FTSE sees longest slide in nine years

THE UK’s blue-chip share index ended lower for the ninth consecutive session yesterday in its worst run since January 2003 after Germany reiterated its opposition to the use of euro bonds or monetary tools to help solve the Eurozone’s debt crisis.

Following a meeting with the leaders of France and Italy, German chancellor Angela Merkel quashed market hopes that Europe’s paymaster would open the door to the launch of joint Eurozone bonds or a quantitative easing programme by the European Central Bank.

“It was a completely wrong signal; anyone that was in for the short term closed their position,” Lee Curtis, a trader at City Index, said.

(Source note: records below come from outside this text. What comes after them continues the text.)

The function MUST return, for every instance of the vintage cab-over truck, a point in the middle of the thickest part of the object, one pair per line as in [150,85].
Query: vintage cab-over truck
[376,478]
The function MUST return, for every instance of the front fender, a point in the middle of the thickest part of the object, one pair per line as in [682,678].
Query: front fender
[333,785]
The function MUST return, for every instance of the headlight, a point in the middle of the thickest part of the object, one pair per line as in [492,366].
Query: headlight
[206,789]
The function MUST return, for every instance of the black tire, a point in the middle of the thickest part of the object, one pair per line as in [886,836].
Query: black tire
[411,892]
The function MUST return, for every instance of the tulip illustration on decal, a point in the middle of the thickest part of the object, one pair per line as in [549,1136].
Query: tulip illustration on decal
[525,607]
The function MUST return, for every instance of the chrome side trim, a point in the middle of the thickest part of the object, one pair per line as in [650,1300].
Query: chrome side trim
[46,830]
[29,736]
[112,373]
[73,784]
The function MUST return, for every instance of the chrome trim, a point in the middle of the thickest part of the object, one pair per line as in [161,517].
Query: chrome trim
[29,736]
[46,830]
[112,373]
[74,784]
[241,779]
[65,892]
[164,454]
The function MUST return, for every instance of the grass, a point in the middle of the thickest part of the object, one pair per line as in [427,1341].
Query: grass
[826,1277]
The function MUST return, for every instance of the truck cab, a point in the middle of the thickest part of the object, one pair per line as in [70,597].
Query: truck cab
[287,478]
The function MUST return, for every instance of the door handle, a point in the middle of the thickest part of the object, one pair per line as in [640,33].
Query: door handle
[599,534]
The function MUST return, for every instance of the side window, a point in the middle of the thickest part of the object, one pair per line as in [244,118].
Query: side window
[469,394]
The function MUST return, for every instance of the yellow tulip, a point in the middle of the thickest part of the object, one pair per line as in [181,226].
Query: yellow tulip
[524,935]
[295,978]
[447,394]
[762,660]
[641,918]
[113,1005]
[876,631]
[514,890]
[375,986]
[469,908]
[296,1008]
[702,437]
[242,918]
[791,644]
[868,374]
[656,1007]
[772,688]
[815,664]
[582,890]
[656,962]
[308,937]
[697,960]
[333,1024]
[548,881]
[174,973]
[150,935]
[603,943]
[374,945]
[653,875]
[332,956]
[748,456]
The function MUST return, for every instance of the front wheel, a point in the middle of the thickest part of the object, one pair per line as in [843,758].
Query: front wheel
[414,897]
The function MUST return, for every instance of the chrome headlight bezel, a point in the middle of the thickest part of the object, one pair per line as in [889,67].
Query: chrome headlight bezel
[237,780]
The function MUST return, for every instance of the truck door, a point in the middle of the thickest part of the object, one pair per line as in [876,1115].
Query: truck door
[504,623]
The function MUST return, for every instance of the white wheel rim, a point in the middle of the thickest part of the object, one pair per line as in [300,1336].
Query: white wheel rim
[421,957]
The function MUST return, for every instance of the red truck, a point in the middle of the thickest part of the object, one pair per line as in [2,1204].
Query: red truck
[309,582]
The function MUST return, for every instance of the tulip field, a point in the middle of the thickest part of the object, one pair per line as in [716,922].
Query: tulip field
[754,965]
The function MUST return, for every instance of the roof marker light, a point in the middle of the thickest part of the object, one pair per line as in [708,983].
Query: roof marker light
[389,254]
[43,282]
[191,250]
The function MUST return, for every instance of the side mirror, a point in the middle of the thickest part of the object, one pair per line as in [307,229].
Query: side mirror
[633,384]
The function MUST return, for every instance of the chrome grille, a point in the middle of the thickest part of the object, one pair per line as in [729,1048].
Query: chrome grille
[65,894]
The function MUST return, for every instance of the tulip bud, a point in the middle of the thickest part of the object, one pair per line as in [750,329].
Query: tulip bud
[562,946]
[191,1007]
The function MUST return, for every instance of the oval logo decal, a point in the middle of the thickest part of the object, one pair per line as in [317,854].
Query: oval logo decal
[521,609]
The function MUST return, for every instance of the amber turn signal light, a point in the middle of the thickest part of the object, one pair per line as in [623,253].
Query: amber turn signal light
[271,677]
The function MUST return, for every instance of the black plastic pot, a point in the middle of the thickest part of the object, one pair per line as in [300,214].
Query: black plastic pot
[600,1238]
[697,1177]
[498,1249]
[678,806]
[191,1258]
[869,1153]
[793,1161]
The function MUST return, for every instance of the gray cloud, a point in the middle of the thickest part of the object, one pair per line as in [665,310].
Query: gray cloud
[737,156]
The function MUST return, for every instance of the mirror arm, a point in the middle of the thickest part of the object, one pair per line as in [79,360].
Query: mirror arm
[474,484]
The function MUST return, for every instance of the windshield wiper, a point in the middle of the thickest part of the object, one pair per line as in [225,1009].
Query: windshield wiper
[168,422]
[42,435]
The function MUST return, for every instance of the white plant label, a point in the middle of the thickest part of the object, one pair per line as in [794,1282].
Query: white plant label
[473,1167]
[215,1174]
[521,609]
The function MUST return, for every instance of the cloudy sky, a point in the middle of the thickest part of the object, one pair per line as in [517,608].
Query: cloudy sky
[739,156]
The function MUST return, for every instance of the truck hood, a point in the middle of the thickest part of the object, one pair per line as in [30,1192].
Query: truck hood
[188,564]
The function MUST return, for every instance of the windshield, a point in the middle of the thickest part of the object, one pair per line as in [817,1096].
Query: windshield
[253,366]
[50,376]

With Wall Street shut for Thanksgiving, volumes on the FTSE 100 were light at 88 per cent of their 90-day average, encouraging intra-day profit taking and causing sharp moves on the index, traders said.

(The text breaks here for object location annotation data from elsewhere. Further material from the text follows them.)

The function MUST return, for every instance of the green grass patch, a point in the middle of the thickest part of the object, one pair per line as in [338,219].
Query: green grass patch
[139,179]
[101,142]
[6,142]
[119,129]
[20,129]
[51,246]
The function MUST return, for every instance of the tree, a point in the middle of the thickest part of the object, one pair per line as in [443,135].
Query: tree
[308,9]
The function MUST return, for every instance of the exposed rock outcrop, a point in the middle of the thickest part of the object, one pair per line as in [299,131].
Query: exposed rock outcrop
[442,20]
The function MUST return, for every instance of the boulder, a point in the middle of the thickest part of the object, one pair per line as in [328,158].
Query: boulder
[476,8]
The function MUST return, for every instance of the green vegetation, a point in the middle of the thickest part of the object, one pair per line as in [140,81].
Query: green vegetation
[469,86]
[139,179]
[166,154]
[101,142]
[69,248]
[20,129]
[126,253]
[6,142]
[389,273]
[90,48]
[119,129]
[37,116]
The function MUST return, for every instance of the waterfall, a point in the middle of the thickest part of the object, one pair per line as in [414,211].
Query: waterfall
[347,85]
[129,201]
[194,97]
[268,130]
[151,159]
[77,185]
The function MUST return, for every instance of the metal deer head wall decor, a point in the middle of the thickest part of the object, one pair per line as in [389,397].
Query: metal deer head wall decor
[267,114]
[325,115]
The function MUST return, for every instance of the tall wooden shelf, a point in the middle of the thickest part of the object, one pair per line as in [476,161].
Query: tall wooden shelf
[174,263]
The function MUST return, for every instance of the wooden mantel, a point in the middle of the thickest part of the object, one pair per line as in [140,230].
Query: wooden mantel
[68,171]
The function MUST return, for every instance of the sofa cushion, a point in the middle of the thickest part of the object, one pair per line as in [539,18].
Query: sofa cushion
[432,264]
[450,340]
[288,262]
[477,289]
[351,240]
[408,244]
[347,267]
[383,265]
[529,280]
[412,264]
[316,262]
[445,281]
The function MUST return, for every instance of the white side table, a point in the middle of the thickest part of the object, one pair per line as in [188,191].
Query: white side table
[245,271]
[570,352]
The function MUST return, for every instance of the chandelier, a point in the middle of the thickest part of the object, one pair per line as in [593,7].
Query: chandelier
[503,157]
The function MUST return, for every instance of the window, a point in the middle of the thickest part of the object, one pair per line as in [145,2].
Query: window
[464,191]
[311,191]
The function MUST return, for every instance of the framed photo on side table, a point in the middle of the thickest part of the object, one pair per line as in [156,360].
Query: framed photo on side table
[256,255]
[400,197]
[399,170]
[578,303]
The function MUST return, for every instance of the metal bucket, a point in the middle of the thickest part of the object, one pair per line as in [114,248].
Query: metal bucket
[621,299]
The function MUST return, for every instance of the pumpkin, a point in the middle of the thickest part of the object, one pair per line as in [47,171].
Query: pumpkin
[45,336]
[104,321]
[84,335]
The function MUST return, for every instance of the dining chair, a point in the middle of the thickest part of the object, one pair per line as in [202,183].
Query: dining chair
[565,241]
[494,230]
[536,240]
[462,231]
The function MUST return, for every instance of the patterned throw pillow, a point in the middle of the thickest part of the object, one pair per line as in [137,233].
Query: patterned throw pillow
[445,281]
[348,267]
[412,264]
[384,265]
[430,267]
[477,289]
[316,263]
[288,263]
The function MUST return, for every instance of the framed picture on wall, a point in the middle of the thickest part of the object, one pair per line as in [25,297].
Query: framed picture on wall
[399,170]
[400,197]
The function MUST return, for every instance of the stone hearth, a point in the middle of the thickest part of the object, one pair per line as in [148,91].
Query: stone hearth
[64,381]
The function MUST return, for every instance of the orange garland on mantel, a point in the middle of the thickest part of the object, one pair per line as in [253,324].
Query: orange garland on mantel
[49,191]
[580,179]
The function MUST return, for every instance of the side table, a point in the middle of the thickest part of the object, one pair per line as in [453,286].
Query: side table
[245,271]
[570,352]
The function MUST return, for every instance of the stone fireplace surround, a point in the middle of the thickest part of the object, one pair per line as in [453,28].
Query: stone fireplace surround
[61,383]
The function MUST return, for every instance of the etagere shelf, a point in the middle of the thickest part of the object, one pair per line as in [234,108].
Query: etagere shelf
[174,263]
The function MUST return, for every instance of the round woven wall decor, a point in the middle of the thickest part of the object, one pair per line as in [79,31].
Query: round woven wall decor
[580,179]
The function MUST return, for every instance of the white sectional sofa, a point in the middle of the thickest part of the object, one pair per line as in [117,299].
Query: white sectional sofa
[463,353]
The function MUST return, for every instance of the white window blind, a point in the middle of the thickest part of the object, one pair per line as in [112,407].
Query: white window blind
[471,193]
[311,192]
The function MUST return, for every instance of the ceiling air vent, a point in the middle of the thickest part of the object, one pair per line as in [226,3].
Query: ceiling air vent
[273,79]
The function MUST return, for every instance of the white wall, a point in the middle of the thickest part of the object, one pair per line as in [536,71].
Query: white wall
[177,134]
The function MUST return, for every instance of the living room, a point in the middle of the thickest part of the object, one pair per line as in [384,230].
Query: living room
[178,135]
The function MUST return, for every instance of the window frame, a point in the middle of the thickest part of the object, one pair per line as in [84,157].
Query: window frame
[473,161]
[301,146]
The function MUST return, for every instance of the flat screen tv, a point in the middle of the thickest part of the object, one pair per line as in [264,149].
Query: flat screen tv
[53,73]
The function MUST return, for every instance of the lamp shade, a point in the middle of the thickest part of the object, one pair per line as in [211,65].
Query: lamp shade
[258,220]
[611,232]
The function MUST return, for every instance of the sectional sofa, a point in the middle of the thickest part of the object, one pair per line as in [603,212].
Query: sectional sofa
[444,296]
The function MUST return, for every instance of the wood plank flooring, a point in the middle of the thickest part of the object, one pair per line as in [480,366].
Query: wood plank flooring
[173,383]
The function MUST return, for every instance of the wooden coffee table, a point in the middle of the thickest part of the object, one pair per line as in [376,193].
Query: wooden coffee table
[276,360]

The FTSE 100 closed 0.24 per cent lower at 5,127,57 points, having risen to a day high of 5,184 in morning trade, boosted by better-than-expected macro data from Germany, before falling to a trough of 5,098 after Merkel made her comments.

“People were just taking profits where they could, that’s all. From an eight-days trough, they were just seeing a bit of profit and they were taking,” Adam Saward, a trader at Penson Financial Services, said.

“No-one is looking to see any good news until the end of the year,” Saward noted, adding he expects the FTSE 100 to climb around 200 points to 5,300 in the remainder of the year, pointing a 10.2 per cent annual fall.

The index fell 7.9 per cent in the last nine sessions, with banks and miners responsible for most of the losses.

However, the two sectors rebounded yesterday, led by Fresnillo and Royal Bank of Scotland, up 4.4 per cent and 3.6 per cent respectively.